I've been from Tn to Dallas to Pheonix to Las Vegas to San Diego to LA to Santa Cruz to San Francisco to Lake Tahoe to Salt Lake City To Wyoming and now Colorado springs and people ride bikes everywhere out here. Bike lanes galore. It's amazing. Oh and I broke my collar bone June 28th but the misses said suck it up butter cup this trip is happening.

Anonymous said...

Chamois butt'r

Anonymous said...

Taint nuthin like it on yo scranus

dnk said...

Babble, I think the Holy Book is very specific about the cloud of marmalade. I don't know if it has anything to say about making toast.

Crosspalms said...

McFly, sorry to hear about your collarbone, but hope the trip is good, That's at least 7 places I've never been but hope to see someday!

Fixed Ation said...

I thought flip flops were ok on an urban track bike.

McFly said...

CP,
Titanium and 800 mg ibuprofen are the way to go. Me and the fam are in Colorado now and renting hard tails in the morning for a couple of hours at the Palmer Park trail.

BetterCommentsRUs said...

Could we perhaps desist with the "podium", "and read it" etc meaningless comments on this blog. It took me months to figure out what the hell everyone was talking about (at first I thought it was like "this was a podium-winning blog entry today"). Now that i really get what you're on about it's just boring and furthermore wastes data allowance on my smartphone. Tedy K's nonsense was more worthwhile. Please make way for all the informed and relevant comments from other readers (like this one). We don't care if you were the first or second or tenth to post a comment. Use the extra time to go ride somewhere. Please.

BetterCommentsRUs said...

An astute and erudite comment if ever I saw one. Hear hear!

Nich said...

He is already here!
https://c1.staticflickr.com/9/8060/8220271207_11dcae9a2c.jpg

Anonymous said...

BCRUs, consider yourself lucky. Back in the day, regs would actually congratulate each other for podium wins. Those were unbelievably dark days.

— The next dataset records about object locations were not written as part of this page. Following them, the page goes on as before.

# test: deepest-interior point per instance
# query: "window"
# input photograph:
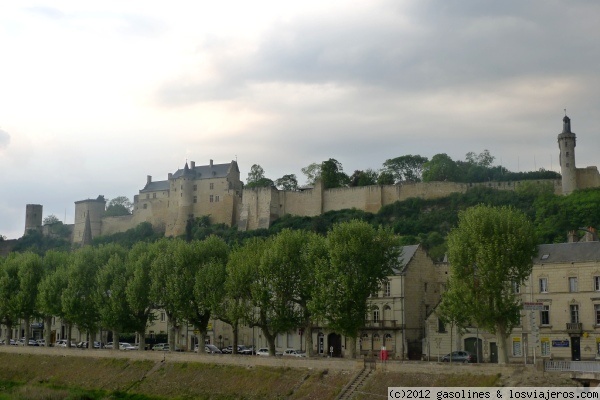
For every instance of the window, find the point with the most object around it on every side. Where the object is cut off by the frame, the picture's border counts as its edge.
(572, 284)
(516, 288)
(545, 347)
(574, 308)
(517, 347)
(545, 316)
(543, 285)
(441, 326)
(376, 315)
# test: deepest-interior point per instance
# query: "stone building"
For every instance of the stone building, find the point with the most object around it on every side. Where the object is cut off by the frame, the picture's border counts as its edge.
(561, 315)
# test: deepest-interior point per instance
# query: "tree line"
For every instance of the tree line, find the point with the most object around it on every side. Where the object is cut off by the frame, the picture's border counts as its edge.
(410, 168)
(294, 279)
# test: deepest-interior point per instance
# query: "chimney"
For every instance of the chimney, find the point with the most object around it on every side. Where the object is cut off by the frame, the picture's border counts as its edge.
(591, 235)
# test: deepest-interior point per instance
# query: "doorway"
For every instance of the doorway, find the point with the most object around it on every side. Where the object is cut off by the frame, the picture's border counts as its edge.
(335, 344)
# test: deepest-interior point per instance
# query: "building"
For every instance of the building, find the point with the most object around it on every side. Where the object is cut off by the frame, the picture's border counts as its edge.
(561, 315)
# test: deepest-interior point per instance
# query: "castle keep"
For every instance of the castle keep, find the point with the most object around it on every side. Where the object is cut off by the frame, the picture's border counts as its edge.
(216, 191)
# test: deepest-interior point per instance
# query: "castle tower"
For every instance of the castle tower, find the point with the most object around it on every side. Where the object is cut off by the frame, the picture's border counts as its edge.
(566, 144)
(33, 217)
(92, 209)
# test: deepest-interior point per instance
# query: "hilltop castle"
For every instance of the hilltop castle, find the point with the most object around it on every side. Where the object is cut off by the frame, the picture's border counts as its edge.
(216, 191)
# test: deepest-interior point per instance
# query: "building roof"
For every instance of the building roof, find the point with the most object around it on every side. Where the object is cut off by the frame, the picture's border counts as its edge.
(408, 253)
(198, 172)
(560, 253)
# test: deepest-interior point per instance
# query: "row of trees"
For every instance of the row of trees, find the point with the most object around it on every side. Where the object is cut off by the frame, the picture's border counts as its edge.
(290, 280)
(408, 168)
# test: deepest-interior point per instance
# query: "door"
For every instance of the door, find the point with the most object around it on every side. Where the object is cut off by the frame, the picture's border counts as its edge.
(493, 352)
(575, 349)
(335, 344)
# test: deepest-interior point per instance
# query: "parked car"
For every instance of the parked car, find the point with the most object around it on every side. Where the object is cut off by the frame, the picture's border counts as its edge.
(460, 357)
(160, 347)
(210, 349)
(294, 353)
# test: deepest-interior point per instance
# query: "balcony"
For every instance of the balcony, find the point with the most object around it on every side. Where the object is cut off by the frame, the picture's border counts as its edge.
(382, 324)
(574, 328)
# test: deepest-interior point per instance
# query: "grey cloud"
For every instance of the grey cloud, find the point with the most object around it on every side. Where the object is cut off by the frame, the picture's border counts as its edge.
(4, 139)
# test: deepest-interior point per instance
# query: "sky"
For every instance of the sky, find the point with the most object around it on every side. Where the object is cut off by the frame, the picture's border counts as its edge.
(96, 95)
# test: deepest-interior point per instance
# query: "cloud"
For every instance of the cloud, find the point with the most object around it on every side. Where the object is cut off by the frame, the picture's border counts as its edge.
(4, 139)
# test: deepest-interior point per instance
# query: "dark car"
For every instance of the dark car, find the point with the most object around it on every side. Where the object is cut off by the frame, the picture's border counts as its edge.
(460, 357)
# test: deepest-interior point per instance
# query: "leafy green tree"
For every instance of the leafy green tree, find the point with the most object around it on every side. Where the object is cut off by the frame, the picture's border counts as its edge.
(440, 168)
(360, 260)
(118, 206)
(287, 182)
(240, 272)
(9, 285)
(489, 251)
(272, 289)
(332, 174)
(30, 270)
(407, 168)
(138, 263)
(363, 178)
(256, 178)
(483, 159)
(111, 296)
(51, 286)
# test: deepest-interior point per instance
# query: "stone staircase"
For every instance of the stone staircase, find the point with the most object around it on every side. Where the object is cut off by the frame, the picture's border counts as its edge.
(348, 391)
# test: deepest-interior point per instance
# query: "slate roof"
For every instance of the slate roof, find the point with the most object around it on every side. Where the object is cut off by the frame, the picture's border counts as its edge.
(567, 252)
(199, 172)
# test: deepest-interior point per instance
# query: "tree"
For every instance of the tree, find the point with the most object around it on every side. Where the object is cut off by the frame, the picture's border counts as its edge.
(407, 168)
(312, 172)
(287, 182)
(363, 178)
(440, 168)
(29, 274)
(483, 159)
(332, 174)
(51, 219)
(489, 251)
(118, 206)
(360, 260)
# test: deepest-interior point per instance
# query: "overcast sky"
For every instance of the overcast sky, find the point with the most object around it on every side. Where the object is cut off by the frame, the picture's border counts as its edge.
(95, 95)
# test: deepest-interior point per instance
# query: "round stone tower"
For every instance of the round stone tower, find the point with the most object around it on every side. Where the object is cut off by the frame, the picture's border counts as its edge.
(566, 144)
(33, 217)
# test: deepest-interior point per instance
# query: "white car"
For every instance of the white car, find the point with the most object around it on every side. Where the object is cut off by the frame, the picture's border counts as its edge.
(294, 353)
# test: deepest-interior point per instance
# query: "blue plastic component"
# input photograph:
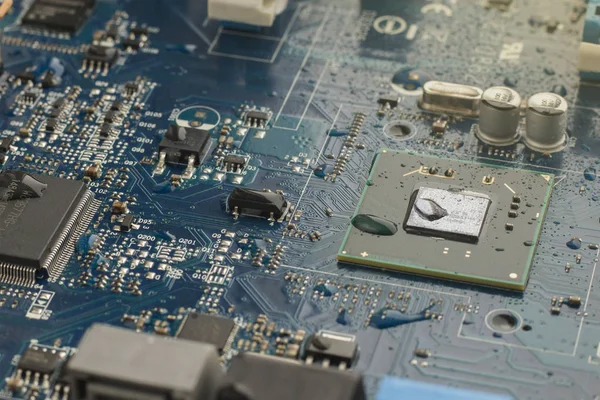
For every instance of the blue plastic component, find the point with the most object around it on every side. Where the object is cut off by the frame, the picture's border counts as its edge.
(397, 389)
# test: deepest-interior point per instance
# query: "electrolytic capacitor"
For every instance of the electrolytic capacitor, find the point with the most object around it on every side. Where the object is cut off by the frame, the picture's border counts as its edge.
(499, 115)
(546, 123)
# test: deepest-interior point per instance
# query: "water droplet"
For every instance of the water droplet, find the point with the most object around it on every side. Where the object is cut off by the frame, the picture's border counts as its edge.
(590, 174)
(374, 225)
(559, 89)
(511, 81)
(323, 170)
(430, 210)
(574, 244)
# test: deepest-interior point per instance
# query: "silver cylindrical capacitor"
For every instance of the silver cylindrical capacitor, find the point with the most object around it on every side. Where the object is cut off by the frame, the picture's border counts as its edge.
(546, 123)
(499, 116)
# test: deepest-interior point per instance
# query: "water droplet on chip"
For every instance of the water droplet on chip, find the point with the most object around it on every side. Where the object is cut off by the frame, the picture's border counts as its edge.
(430, 210)
(574, 244)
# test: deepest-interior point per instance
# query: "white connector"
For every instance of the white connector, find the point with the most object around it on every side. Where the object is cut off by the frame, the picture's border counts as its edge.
(251, 12)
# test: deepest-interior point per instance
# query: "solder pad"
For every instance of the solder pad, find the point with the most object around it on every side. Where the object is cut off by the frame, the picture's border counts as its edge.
(497, 252)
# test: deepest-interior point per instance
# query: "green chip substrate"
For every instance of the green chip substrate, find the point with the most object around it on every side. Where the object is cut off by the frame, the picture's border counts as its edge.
(449, 219)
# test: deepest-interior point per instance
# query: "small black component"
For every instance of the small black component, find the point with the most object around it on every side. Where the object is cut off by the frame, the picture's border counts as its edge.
(234, 162)
(259, 377)
(105, 130)
(257, 203)
(133, 44)
(256, 118)
(132, 88)
(29, 97)
(127, 223)
(51, 124)
(59, 103)
(139, 30)
(112, 31)
(48, 79)
(336, 348)
(27, 76)
(55, 113)
(58, 15)
(40, 360)
(113, 117)
(47, 214)
(390, 100)
(193, 143)
(101, 55)
(117, 105)
(5, 145)
(207, 328)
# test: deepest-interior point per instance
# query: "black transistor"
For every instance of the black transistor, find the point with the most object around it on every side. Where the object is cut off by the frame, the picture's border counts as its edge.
(180, 145)
(101, 55)
(127, 223)
(58, 15)
(40, 360)
(256, 203)
(234, 162)
(257, 119)
(5, 145)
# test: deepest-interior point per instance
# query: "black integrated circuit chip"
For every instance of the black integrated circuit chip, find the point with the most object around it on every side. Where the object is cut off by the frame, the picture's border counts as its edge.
(40, 360)
(207, 328)
(58, 15)
(39, 217)
(448, 218)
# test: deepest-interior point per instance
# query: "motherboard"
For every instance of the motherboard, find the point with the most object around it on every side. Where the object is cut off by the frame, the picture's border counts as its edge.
(343, 199)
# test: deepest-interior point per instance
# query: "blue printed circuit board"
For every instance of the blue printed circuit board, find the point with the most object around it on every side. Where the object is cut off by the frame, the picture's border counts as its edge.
(163, 127)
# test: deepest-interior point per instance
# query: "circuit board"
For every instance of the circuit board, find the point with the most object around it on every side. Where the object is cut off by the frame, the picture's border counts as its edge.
(275, 183)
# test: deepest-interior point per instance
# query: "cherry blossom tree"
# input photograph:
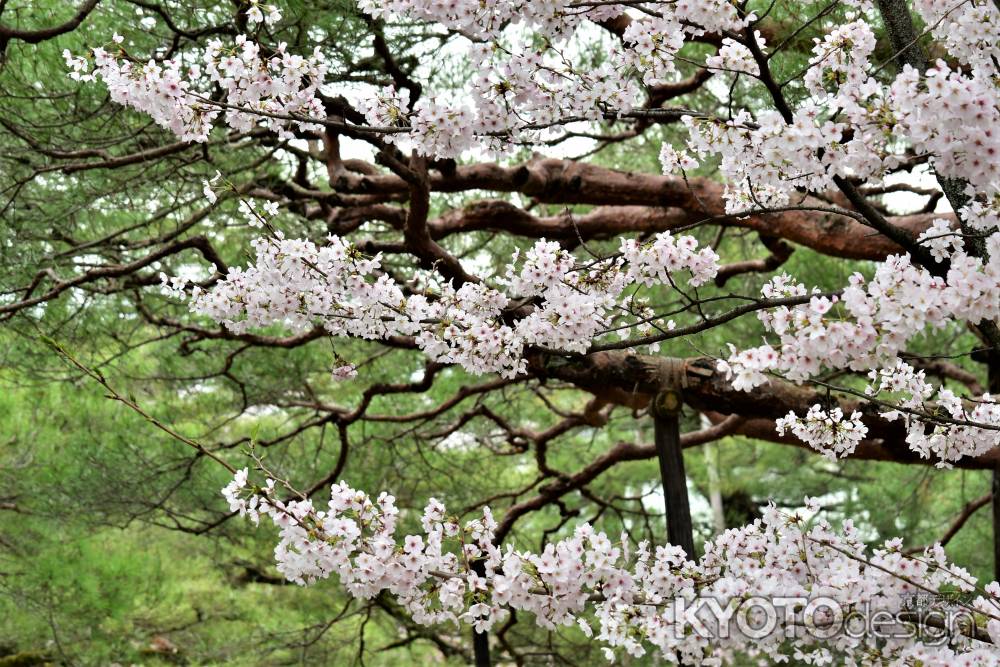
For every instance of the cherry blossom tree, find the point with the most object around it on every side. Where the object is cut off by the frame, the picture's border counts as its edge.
(889, 98)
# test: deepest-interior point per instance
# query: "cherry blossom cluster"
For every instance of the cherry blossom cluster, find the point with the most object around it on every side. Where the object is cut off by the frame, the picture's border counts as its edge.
(968, 30)
(271, 90)
(866, 327)
(827, 432)
(296, 283)
(632, 597)
(975, 425)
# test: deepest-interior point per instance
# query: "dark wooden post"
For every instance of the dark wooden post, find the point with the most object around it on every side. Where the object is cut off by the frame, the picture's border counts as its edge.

bad boy of the south said...

Mcfly,sorry to hear about your injury.glad to see you are mending nicely.enjoy the trip.

Anonymous said...

BetterCommentsRUs ass tooting those comments.

janinedm said...

BCRUs, communities create customs. It's what they do. I'm personally not into the podium thing, but I realize it pre-dates me. It's less embarrassing than taking months to understand what it means...or admitting that you're terrible at shopping for data plans.

N/A said...

Janine: haha.


Better Comments: want a suggestion on the best way to conserve your data allowance?

dancesonpedals said...

I guess we're more psyched for podium sprints because there ain't no more centuries. I could increase my meaningless* comments so we could have half, metric & full century sprints, but I would have better comments data charges on my conscience. (not to mention the ghost of Ted K).


*any other kind?

N/A said...

All of my comments are meaningless, but I can churn 'em out if we've got some sort of quota to fill. I mean, what the hell else am I going to do during the day? I'm sitting at this desk anyway.

BamaPhred said...

So which one is St Sheldon? They're all wearing sandals!

BetterCommentsRUs said...

Janine, N/A et al, points taken and well said. Sorry, I was in a mood. It was half serious, half baiting (I win), and the other half attempt at humor. And Anonymous, if "ass tooting" is a good thing .. thanks.

Anonymous said...

Sounds like straight from Mr. Money Mustache!

Paul Heckbert said...

Snob: you've got a bad URL on that "complaining about the bike lanes" link. Try https://www.transalt.org/bike-forecast/2017/02/may-3rd-2017-those-darned-bike-lanes

#whatpressurejesusrunning

Anonymous said...

I know that this is a few days late but can I see a Bikesnob / Mr Money Mustache crossover in the near future? MMM is always banging on about the car clowns.